She recently summed up her philosophy of her success when asked whether she was surprised by everything she has achieved thus far in her career:
KG: I would’ve been surprised had I stumbled blindly into any of it, scratched a lottery ticket and found a prize that would then take me through the rest of my life. I wasn’t “lucky” that the books sold. I wasn’t “surprised” to learn that they’re also taught in literature classes. That sounds arrogant, but it’s not. To be able to write literature that sells takes an almost surreal amount of stubborn persistence; imagination; the ability to forego distractions, such as vacations, men, alcohol; and a willingness to lock oneself in a room and submit oneself to constant, ruthless self-criticism.

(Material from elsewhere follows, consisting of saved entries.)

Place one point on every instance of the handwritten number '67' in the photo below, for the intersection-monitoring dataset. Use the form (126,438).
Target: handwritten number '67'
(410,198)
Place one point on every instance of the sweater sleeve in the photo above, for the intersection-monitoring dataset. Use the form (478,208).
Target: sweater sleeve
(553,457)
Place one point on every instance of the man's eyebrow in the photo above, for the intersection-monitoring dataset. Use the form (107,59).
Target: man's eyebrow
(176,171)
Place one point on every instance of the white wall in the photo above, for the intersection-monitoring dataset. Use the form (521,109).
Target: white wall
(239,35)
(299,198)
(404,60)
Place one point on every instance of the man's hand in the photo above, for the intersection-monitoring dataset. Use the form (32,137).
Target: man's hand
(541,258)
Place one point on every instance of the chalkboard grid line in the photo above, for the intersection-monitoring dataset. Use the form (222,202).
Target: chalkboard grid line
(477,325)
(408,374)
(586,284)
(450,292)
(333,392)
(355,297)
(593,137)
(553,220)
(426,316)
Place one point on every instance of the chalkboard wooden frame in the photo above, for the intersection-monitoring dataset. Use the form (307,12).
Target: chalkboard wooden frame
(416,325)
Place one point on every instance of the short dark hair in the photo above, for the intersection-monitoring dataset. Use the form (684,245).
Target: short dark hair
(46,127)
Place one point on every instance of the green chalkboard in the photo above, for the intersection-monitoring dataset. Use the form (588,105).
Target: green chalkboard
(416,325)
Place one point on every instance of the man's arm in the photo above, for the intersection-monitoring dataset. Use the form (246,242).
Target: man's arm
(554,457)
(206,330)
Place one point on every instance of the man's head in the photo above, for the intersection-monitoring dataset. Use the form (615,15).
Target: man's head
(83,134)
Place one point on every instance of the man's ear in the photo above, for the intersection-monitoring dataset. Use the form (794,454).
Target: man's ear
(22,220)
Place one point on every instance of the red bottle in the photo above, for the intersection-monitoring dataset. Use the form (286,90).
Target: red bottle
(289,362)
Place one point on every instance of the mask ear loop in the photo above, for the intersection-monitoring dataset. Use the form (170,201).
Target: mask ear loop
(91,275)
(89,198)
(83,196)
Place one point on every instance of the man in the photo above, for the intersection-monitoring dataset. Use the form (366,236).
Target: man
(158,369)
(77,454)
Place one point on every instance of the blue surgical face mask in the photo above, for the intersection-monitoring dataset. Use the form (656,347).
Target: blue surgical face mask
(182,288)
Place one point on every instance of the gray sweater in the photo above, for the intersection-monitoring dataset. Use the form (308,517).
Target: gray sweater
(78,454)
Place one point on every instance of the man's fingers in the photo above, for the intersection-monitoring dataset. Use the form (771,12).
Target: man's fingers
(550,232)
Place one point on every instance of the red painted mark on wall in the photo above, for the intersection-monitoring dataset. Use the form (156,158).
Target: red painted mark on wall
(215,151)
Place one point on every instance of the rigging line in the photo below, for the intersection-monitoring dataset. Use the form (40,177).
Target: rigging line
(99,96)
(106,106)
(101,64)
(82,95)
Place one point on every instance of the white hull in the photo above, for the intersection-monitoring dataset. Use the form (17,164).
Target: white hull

If a writer is any good, he or she will criticize himself so unmercifully that the reader and the reviewer either have to be misguided or wrong to make too much of a complaint. And there’s something almost fun about fixing that deal in place. That sounds arrogant, and it may be. But it’d be more arrogant to subject readers, nice, hopeful people, to 250 pages of words I had not tried to perfect, that I’d merely typed, as Hemingway said of meaningless writing. I know when it’s being done to me, when clichés are bound or filmed and sold, and I don’t appreciate it, the disrespect for this gift of language and for the people we’re offering it to.
But getting there, to that lucky, sacrificial place, requires long, long stretches of unbroken concentration and more Diet Cokes than most people can or want to tolerate. I love the labor, the sheer manual labor that goes into making these books seem as though they were effortlessly written. I love what has come to feel like a habit of invention. I go about my days stunned that I didn’t waste what Walker Percy called a “knack” for writing.
And there’s the grace that comes when I’m in my daughters’ presence. I go about stunned that I didn’t drop or misplace my children or cause them to be expelled from school for repeating what they learned at home. You see, I live alone with three smart and sober teenage girls—it has taken skill, patience, stamina, and that same kind of “knack.” And like this 40-year custom of reading and writing, the girls are a seriously profound, sustained joy.
You see, I love what I do. I raise three human beings, and I do language for a living—it’s only as terrifying as it is lovely.